Я много раз заходил к Сесиль, но не заставал ее дома. У меня были ключи, но пользоваться ими почему-то не хотелось. Я звонил — никто не брал трубку. Однажды вечером я снова отправился на набережную Августинцев — просто так, без всякой надежды, и мне повезло.

— Как хорошо, что ты пришел, Мишель!

— Ты исчезла. Я беспокоился.

— Отец ничего тебе не сказал?

— Он со мной не делится. Что происходит?

— Я еду с Франком.

— Что?

— Мы уедем.

— Я думал, ты…

— Я тоже…

— Это безумие.

— Я встречалась с другим адвокатом. Он настроен более чем скептически из-за этих новых военно-полевых судов. Франк в серьезной опасности. Нельзя допустить, чтобы он сел на пятнадцать лет за убийство негодяя и загубил свою жизнь.

— Ты загоняешь себя в ловушку.

— Вовсе нет. Я поеду с Франком, но смогу вернуться, когда захочу, никто мне не помешает. Мы выберем страну, откуда нет выдачи. Будем жить свободными в свободной стране. Мы снова обрели друг друга, понимаешь? Зачем отравлять себе жизнь, если можно быть счастливым? Мы не исчезаем, просто… переселяемся. Ты сможешь к нам приезжать. Твой отец и его друзья ищут корабль, на котором мы уплывем в Южную Америку. Из Роттердама.

— Когда?

— Скоро. Не знаю только, как быть с Пьером. Писать ему я не смогу, черкну несколько слов из Голландии, чтобы не беспокоился, мол, уезжаю на несколько месяцев. Но никаких лишних деталей, почту могут перлюстрировать. Осторожность лишней не бывает. Когда он вернется, ты все ему объяснишь. Я могу на тебя рассчитывать?

Около двадцати двух часов Леонид вышел из зала отдыха для летного состава. Ему всегда нравилось смотреть, как приземляются самолеты. Два часа до встречи с Миленой. Он бродил по опустевшему залу аэропорта. Электромонтер тянул кабели, два столяра возились с рекламным щитом компании «Pan Am». На центральном информационном табло высветились данные завтрашних рейсов. Объявлений о прилете почтовых самолетов не было. Леонид миновал зону таможенного досмотра, вышел на бетонированную площадку и укрылся под козырьком. Стоявшие в ряд самолеты поблескивали серебром. Пошел дождь, но Леонид не мог удержаться, чтобы не взглянуть на новый «Super Constellation».[137] Он прислушался. С востока доносился знакомый гул. В темноте загорелись два желтых глаза, почтовая «Дакота» на мгновение зависла над полосой, зашуршала шасси по бетону и начала выруливать к ангару. К люку подъехал грузовичок, началась выгрузка почты. Леонид подошел ближе и узнал Жан-Филиппа, второго пилота, с которым успел подружиться. Он ждал, что вот-вот появится Милена.

— Как дела, Жан-Филипп?

— Попали в болтанку над морем. Самолет был перегружен.

— Как обычно.

— Ничего не поделаешь. Начальству плевать на наши возражения. Ощущение было такое, что мы попали внутрь гигантского барабана.
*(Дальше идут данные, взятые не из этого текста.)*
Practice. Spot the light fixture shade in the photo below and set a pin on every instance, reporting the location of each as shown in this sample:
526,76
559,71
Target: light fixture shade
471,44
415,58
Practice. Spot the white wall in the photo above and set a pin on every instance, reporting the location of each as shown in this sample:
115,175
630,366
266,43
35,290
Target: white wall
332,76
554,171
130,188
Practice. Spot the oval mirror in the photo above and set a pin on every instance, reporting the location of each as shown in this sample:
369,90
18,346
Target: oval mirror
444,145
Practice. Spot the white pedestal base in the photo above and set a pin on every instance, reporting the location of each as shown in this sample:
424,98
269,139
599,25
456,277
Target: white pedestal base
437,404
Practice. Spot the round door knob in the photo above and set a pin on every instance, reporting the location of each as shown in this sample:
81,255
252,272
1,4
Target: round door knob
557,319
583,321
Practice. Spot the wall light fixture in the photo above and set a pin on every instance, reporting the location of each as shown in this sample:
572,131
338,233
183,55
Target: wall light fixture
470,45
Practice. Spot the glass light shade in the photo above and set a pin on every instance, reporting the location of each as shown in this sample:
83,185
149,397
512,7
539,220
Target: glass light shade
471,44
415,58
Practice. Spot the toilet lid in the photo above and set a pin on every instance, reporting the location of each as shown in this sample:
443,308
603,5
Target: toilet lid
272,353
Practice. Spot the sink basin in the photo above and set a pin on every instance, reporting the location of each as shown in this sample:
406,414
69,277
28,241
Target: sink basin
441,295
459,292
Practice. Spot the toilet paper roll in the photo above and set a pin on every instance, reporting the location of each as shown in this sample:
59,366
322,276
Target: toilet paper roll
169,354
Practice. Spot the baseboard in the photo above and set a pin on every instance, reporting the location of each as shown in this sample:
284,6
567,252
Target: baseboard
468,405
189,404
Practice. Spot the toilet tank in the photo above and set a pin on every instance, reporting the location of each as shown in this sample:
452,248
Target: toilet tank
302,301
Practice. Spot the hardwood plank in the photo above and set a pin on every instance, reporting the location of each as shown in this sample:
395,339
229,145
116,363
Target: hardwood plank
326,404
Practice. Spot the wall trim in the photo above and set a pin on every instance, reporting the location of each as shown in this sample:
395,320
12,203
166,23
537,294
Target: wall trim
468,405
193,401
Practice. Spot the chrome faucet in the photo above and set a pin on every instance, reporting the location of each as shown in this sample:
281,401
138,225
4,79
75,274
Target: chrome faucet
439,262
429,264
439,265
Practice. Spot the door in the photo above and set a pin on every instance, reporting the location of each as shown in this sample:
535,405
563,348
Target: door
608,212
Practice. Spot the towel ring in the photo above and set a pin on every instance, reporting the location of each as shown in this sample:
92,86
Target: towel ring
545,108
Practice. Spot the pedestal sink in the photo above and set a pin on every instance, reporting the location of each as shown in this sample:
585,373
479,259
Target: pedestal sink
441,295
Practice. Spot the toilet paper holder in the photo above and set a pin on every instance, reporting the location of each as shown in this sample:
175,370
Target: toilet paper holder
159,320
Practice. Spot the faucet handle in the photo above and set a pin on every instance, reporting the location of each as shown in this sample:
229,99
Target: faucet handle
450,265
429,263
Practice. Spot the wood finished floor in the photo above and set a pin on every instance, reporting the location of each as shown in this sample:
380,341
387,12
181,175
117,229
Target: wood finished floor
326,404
— Понимаю. Чтобы избежать этого, приходится набирать большую высоту. Милена не с вами?

— На сей раз нет.

Леонид пошел к зданию аэровокзала, а экипаж занялся погрузкой почты и заправкой самолета керосином. Почему она не прилетела? Заболела? Или опоздала? Тогда почему не предупредила? Может быть, она звонила в отель?

Он успел на последний автобус, вернулся в гостиницу, утешительных новостей не получил, попросил портье связаться с Парижем и перевести звонок к нему в номер. Он ощущал болезненную пульсацию в затылке у самой шеи. Спиртное закончилось. Администратор отказался открыть бар и не захотел выручить постояльца даже бутылкой пива. Леонид предложил ему деньги, но ничего не добился.
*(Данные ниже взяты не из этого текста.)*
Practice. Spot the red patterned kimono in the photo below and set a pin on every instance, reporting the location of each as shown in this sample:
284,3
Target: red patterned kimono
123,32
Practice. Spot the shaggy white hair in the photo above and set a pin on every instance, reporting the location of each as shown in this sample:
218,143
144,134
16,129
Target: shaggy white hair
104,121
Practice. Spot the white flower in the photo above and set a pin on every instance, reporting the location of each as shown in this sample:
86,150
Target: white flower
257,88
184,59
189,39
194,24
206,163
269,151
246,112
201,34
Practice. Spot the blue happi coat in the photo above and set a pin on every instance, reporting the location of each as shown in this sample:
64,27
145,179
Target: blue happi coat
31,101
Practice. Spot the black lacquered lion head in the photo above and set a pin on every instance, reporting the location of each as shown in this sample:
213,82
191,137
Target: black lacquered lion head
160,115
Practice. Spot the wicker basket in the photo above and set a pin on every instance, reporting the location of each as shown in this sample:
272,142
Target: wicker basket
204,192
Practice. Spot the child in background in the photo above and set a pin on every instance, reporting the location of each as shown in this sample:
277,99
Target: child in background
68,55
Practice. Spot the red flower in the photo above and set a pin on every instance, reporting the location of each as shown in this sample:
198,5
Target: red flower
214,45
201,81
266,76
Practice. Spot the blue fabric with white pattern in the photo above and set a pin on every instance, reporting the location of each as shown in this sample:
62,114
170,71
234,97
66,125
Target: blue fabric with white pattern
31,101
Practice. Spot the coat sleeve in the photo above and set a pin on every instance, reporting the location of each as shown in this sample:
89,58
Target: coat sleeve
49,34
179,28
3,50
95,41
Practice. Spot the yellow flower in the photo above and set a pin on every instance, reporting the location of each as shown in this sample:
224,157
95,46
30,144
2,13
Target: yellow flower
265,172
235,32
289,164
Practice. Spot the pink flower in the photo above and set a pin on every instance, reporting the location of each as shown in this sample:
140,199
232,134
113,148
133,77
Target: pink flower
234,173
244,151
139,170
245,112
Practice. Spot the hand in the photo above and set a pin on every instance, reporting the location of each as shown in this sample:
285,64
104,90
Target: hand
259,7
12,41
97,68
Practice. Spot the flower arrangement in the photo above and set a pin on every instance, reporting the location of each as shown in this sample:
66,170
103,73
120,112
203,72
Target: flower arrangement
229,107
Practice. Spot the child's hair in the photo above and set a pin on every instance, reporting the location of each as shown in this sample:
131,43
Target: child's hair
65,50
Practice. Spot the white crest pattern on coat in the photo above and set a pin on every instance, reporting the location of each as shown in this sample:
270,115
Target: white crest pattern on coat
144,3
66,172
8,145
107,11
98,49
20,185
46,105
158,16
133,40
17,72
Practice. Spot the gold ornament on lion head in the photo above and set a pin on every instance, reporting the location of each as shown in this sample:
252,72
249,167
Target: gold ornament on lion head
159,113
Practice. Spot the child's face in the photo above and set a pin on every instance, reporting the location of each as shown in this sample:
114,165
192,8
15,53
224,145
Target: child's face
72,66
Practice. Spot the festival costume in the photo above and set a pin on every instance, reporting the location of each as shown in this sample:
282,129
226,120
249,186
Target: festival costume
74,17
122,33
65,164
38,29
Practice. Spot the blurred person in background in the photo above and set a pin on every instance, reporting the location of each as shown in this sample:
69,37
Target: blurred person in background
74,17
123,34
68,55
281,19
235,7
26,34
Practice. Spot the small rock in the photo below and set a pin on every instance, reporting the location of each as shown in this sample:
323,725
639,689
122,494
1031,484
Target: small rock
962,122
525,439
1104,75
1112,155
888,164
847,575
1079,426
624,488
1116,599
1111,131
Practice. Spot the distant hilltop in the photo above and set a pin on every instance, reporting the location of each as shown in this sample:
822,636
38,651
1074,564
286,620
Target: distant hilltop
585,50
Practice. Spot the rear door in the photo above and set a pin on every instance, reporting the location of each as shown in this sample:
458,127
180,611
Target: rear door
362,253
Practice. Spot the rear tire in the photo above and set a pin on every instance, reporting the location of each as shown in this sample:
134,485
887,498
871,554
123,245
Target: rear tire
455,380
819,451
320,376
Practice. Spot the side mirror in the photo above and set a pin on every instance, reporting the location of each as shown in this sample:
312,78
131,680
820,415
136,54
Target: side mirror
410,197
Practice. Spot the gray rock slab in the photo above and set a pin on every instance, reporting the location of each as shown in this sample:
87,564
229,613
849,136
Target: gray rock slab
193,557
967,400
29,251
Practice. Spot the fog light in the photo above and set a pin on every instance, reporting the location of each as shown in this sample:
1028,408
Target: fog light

Леонид обошел весь квартал, прежде чем вспомнил, что бары в этой стране «ложатся спать с петухами». Он разбудил Сергея и отнял у него последнюю бутылку водки. Леонид дважды набирал номер Милены, ждал по десять минут, но она не сняла трубку. В номере было жарко, Леонид обливался потом. Он открыл окно, и ледяной воздух остудил его лицо. Он сел в кресло. Его одолевало беспокойство. Он не знал, чего ему следует бояться сильнее всего. А потом он уснул: ему снились летящие через грозу самолеты, пьяные портье и невыносимо громкий трезвон. Звук напоминал вой сирены тонущего корабля. Телефонный шнур, обмотавшийся вокруг шеи, душил его и обжигал кожу. Барабанные перепонки готовы были взорваться от назойливого треньканья. Он открыл глаза. Телефон звонил не переставая. Он рванулся вперед и схватил трубку.

— Слава богу, мсье! — воскликнула дежурная администраторша. — Я боялась, что вы заснули. Соединяю с Парижем.

— Леонид, это Милена.

— Наконец-то, рад тебя слышать. Что случилось?

— Я пыталась дозвониться в Хитроу, но они тебя не нашли.

— Я бродил по залу. Где ты, почему не в Лондоне?

— Я не прилечу, Леонид.

— Не понимаю…

— Все кончено.

— Что ты такое говоришь?

— Между нами все кончено.

— Нет, не верю!

— Я устала от неопределенности. Силы закончились, понимаешь?

— Ты же знаешь, в каком я положении. У меня нет выбора.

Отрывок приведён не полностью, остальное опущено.